Robert Downey Jr. turns the lens on his avant-garde director father, Downey Sr.
Robert Downey Jr. is a name that’s synonymous with Hollywood blockbusters like Iron Man and Sherlock Holmes. Downey Jr. has also earned two Oscar nominations including for his work on Richard Attenborough’s Chaplin. But fewer know his father, Robert Downey Sr., the avant-garde director of a long list of anti-establishment, underground films starting back in the 1960s, and a film legend in his own right.
A new documentary, “Sr.”, shines a light on the lesser-known Downey, with his über-famous son tagging along for the ride as a kind of sidekick and cheerleader for his dad. The film was directed by Chris Smith (American Movie, Jim & Andy: The Great Beyond), but Downey Sr., ever the auteur, ends up commandeering the action, planning out and plotting the scenes and subtext of his own biopic, and bringing the absurdist element he is known for — from movies like Putney Swope and Pound, which features Downey Jr.’s onscreen debut at age five — to the film.
The movie is grounded in wonderful behind-the-scenes style clips of Sr. and Jr., as they are referred to in the film, goofing around and cracking jokes, two charismatic figures with a lifetime’s worth of natural chemistry that is captivating to watch. Shot in black and white as a nod to Sr.’s early work, the film intersperses documentary action with clips from the esteemed director’s catalog. It captures the strange fixations that have always made Sr.’s films so curious — when Sr. becomes fixated on a family of ducks, they end up in the final film, and when he asks (for reasons unexplained) his celebrity son to sing a German folk song for the camera, Jr. does so in hilarious fashion.

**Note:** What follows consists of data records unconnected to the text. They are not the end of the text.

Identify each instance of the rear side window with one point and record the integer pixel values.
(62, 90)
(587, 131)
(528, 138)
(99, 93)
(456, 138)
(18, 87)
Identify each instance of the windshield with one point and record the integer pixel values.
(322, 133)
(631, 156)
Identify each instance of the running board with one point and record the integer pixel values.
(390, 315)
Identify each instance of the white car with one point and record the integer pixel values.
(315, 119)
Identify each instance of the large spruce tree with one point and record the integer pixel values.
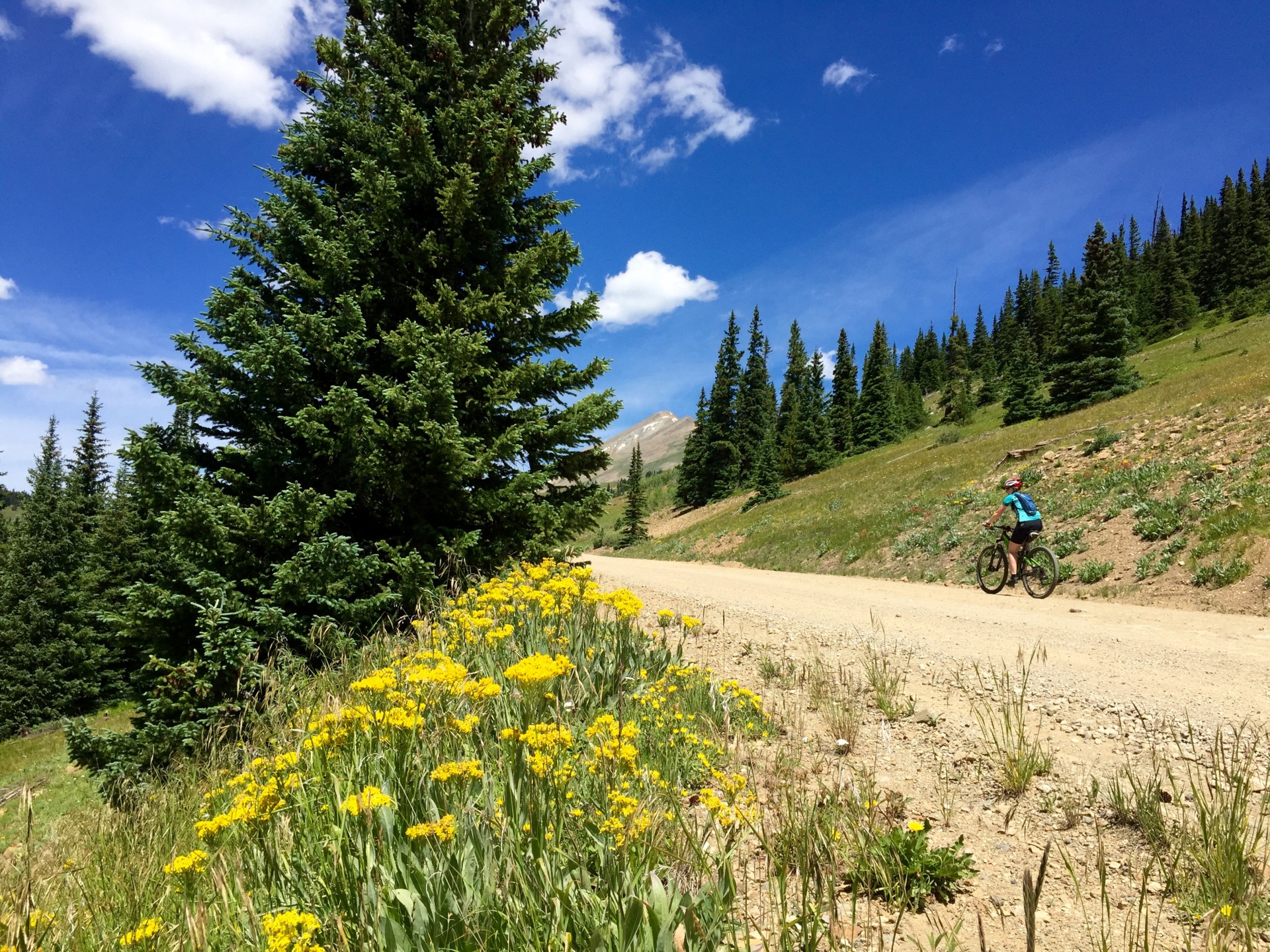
(756, 403)
(843, 395)
(51, 663)
(379, 394)
(1090, 357)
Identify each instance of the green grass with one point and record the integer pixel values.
(40, 761)
(898, 510)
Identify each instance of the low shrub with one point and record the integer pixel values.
(1160, 518)
(900, 867)
(1094, 571)
(1220, 573)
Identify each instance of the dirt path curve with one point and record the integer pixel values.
(1213, 666)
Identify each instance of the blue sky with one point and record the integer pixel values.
(833, 163)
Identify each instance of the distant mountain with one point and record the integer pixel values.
(661, 438)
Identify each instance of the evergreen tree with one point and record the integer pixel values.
(842, 400)
(722, 471)
(956, 400)
(876, 422)
(1024, 399)
(1090, 360)
(1170, 305)
(690, 488)
(981, 344)
(756, 403)
(767, 481)
(46, 668)
(376, 397)
(633, 527)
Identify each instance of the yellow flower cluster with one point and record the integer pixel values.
(624, 820)
(370, 799)
(624, 602)
(194, 861)
(461, 770)
(737, 803)
(145, 931)
(538, 669)
(291, 931)
(263, 789)
(441, 830)
(611, 743)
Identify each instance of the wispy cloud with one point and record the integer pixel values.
(23, 372)
(215, 55)
(83, 348)
(200, 229)
(843, 74)
(614, 102)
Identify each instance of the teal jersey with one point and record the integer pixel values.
(1020, 509)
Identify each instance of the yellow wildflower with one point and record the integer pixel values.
(145, 931)
(291, 931)
(370, 799)
(194, 861)
(538, 669)
(466, 770)
(441, 830)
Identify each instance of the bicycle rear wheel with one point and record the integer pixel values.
(992, 569)
(1040, 571)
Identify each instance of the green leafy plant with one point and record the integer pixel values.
(1160, 518)
(1068, 541)
(900, 866)
(1094, 571)
(1221, 573)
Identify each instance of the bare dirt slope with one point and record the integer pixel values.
(1209, 666)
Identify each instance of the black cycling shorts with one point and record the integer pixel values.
(1024, 531)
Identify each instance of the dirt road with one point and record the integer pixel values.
(1212, 666)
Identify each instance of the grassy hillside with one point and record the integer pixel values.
(1191, 451)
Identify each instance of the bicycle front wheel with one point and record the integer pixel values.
(1040, 571)
(992, 569)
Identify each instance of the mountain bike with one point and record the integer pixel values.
(1038, 565)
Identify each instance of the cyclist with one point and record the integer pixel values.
(1028, 522)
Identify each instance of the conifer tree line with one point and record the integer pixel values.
(1058, 342)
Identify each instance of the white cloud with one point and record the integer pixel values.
(200, 229)
(216, 55)
(23, 372)
(611, 100)
(647, 288)
(842, 74)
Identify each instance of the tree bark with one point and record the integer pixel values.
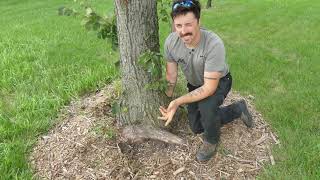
(137, 25)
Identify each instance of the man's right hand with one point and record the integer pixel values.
(169, 92)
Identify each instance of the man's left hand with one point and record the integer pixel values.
(167, 114)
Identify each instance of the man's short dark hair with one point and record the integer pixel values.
(182, 7)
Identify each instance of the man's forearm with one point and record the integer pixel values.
(195, 95)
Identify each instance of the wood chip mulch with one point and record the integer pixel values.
(86, 145)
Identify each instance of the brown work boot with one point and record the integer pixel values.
(206, 151)
(245, 115)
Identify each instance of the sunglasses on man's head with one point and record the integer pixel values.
(185, 4)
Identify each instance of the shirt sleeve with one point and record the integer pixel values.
(167, 49)
(215, 60)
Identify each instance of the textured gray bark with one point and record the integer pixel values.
(137, 24)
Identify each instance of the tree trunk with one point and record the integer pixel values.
(137, 24)
(209, 4)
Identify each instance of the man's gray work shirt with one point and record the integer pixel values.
(208, 56)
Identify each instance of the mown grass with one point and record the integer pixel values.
(45, 60)
(272, 47)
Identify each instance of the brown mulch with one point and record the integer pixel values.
(86, 145)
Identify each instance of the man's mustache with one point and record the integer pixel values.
(187, 34)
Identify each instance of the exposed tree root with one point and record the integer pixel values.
(140, 133)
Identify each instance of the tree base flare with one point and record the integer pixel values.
(140, 133)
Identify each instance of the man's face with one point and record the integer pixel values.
(188, 28)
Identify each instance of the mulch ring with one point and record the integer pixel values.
(86, 145)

But what starts as something of a buddy comedy between father and son transforms into something deeper and more difficult as the film progresses: Sr., who suffers from Parkinson’s, is nearing the end of his life, and the movie tenderly documents not only his final days, but his son’s emotional reaction to the prospect of losing his father, making for some incredibly raw and moving scenes in the film. Poignantly, it is the creation of the film “Sr.” itself that gives the countercultural director energy in his waning days, and there are shots of him enthusiastically dictating edits while lying down, mostly immobile, that are about as great a case for the power of art to keep us vital as can be seen.